You will notice that motorcycle service manuals state that valve clearances must be checked when the engine is cold (after the machine ideally is left to cool overnight). This is because the valve clearances are smaller when the engine is hot. The exhaust valve gets hotter than the inlet valve, so a greater tolerance is allowed due to thermal expansion on the exhaust valve. When the engine is hot the tolerances should be virtually zero. The difference, then, between an up to temperature engine and a cold engine is approximately 0.15mm on the inlet valve and 0.3mm on the exhaust (modern Japanese bike). The exhaust valve gets hotter than the inlet valve and therefore expands more, so needs a greater cold clearance.What happens if the valves are too tight? Well, at cold it’s not a problem, but as the engine warms up and the tolerances are taken up, problems arise. If you hear about burnt valves, this is what is happening; the exhaust valve which sits directly in the stream of hot exhaust gases at extreme temperatures relies on the direct contact with the valve seat to transfer heat away and cool itself. Take away that cooling and the valve gets too hot and eventually starts to break down.
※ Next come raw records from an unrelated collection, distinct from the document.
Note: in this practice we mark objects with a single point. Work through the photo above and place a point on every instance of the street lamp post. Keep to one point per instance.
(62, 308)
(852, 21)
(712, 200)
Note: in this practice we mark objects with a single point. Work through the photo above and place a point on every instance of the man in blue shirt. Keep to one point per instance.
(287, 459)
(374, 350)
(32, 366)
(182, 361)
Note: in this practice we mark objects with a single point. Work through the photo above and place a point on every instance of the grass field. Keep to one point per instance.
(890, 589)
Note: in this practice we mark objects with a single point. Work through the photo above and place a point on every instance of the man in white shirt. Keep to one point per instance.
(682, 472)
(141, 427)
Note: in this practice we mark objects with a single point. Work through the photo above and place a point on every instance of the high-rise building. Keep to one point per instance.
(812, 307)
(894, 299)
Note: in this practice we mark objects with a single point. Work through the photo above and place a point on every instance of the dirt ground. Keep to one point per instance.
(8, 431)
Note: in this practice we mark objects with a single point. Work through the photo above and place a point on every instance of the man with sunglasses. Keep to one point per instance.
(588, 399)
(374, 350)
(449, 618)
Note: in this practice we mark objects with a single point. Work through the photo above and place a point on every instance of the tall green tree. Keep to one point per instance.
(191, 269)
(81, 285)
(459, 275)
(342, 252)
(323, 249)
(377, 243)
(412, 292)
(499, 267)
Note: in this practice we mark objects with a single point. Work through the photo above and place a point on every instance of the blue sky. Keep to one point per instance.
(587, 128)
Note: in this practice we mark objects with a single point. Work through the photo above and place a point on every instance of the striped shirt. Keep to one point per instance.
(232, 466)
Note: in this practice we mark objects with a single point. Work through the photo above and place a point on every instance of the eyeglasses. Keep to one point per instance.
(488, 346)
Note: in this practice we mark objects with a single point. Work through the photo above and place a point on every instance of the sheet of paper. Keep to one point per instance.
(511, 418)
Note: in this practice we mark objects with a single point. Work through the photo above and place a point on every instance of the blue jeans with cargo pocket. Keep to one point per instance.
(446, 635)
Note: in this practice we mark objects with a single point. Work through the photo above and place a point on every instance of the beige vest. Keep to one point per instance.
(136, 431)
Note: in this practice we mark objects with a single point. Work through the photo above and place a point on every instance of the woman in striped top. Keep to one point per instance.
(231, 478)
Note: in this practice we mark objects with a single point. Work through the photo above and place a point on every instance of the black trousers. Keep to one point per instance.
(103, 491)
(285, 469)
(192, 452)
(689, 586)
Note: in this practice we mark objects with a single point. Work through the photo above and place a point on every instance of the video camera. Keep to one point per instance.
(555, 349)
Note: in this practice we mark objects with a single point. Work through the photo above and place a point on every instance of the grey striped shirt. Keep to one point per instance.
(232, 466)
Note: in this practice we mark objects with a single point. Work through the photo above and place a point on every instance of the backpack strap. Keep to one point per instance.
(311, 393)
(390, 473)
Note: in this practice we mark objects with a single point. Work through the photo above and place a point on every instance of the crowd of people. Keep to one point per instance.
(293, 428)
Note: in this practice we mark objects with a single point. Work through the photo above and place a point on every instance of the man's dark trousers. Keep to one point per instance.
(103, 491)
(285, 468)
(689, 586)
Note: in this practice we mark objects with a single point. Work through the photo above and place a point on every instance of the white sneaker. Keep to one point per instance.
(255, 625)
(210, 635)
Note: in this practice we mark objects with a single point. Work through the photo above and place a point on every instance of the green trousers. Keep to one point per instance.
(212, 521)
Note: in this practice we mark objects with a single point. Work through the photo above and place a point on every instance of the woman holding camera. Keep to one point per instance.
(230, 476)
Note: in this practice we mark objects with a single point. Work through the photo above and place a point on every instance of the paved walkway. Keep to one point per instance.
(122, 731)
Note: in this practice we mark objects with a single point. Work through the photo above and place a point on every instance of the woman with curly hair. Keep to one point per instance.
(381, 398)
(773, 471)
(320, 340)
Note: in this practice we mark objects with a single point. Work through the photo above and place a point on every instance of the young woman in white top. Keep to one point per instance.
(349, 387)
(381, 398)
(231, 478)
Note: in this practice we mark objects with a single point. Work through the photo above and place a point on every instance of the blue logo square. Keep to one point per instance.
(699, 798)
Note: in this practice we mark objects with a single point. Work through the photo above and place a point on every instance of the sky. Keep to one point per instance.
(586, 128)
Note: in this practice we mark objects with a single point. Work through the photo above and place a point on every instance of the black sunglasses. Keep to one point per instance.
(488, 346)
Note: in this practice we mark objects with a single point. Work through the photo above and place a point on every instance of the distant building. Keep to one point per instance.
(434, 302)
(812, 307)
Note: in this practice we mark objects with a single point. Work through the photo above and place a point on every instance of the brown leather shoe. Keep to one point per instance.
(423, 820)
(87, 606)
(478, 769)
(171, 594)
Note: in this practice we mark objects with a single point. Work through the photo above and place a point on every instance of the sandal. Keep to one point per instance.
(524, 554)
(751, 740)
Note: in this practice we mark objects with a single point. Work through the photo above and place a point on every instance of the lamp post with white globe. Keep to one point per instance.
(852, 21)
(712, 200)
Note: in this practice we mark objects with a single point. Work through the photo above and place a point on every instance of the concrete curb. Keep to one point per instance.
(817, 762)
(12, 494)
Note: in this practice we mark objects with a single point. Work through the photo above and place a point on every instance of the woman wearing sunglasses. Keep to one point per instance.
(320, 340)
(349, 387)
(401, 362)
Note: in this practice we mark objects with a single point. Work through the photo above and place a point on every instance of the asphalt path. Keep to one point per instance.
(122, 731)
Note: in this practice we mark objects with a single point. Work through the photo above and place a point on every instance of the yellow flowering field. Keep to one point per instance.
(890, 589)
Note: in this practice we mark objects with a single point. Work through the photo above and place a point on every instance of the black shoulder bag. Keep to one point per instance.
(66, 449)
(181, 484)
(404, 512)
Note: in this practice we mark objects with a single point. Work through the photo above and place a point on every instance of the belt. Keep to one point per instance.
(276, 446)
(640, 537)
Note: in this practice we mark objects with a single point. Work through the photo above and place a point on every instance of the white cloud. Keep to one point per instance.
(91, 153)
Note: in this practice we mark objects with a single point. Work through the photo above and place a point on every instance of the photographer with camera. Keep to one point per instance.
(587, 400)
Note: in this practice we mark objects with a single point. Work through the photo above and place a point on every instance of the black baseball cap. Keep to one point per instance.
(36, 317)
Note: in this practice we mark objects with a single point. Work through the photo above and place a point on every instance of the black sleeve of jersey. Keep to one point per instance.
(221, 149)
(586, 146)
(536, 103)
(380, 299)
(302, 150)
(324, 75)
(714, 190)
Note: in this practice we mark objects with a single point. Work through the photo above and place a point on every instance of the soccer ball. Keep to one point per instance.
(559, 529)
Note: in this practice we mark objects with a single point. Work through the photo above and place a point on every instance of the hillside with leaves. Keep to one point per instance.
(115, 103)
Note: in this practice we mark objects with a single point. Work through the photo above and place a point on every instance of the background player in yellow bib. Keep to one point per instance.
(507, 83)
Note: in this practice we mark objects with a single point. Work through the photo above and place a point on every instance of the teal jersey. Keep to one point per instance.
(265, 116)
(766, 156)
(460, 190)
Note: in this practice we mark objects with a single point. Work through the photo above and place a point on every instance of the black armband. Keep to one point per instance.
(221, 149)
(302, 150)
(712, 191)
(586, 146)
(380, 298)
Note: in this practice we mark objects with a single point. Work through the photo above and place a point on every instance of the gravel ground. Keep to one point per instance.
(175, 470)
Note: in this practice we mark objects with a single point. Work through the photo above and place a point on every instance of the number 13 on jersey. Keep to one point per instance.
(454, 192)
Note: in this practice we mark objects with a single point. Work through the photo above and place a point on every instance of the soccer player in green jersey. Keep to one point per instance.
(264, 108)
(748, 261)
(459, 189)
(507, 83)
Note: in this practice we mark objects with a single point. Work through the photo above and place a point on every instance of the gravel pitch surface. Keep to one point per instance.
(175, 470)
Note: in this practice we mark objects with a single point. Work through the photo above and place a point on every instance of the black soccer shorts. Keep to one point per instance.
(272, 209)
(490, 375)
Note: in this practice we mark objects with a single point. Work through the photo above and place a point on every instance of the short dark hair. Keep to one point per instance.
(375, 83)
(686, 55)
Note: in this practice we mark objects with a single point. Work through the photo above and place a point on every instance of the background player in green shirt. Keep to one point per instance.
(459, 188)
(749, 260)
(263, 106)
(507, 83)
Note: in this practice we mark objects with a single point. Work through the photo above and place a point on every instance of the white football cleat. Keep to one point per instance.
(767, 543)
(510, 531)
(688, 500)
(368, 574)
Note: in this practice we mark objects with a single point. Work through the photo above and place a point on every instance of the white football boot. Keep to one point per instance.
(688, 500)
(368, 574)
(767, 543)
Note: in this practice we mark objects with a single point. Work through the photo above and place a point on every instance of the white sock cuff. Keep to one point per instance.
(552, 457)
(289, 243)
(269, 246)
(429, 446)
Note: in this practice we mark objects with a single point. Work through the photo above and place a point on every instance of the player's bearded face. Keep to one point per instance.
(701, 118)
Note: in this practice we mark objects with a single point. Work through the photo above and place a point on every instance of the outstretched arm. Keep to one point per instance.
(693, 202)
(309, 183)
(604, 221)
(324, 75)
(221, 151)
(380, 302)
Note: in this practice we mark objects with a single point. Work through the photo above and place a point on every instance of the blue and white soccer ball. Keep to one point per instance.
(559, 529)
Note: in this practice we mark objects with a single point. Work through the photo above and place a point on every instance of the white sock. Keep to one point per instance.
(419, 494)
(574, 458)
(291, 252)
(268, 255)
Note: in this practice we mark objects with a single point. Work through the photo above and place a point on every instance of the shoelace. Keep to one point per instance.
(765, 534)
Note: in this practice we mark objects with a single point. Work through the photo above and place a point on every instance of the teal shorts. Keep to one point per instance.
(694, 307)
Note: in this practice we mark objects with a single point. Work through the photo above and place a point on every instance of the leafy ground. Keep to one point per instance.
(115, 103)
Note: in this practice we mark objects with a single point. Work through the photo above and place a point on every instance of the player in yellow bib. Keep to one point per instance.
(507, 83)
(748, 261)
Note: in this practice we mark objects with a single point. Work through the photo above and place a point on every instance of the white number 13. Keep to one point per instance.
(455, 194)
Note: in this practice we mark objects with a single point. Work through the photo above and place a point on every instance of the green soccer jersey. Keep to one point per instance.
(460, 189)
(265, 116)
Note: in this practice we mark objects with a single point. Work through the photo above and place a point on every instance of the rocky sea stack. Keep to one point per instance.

Burnt exhaust valves are an extreme case, and for this to happen, your valves will be in a bad state of alignment, requiring a serious tune up. If you are mechanically sympathetic, you shouldn’t let your bike get this far. The likely issue with tight valves is one of valves opening too early, and closing too early and in extreme cases not seating properly. The not seating properly gives you leakage when you want a tight seal, and a leaky engine ultimately means reduced power (the reason we use a compression test to check not only piston rings, but cylinder head condition).
What about loose valves? Well, the tolerances can get bigger over time, usually due to valve train (cam) wear, but far more likely in the early life of an engine is for the valve clearances to tighten up as the valves ‘bed in’ to their seats. Valve clearances which are over the recommended tolerance may manifest in increased noise, (no contact followed by contact between cam and follower) and in extreme cases, the valves open later and close earlier and don’t open as much, reducing the volumetric efficiency of the engine. Somewhere in between too tight valves and too loose valves lies the designed valve tolerance, optimum operation, and this is what your checking and adjustment is aiming at.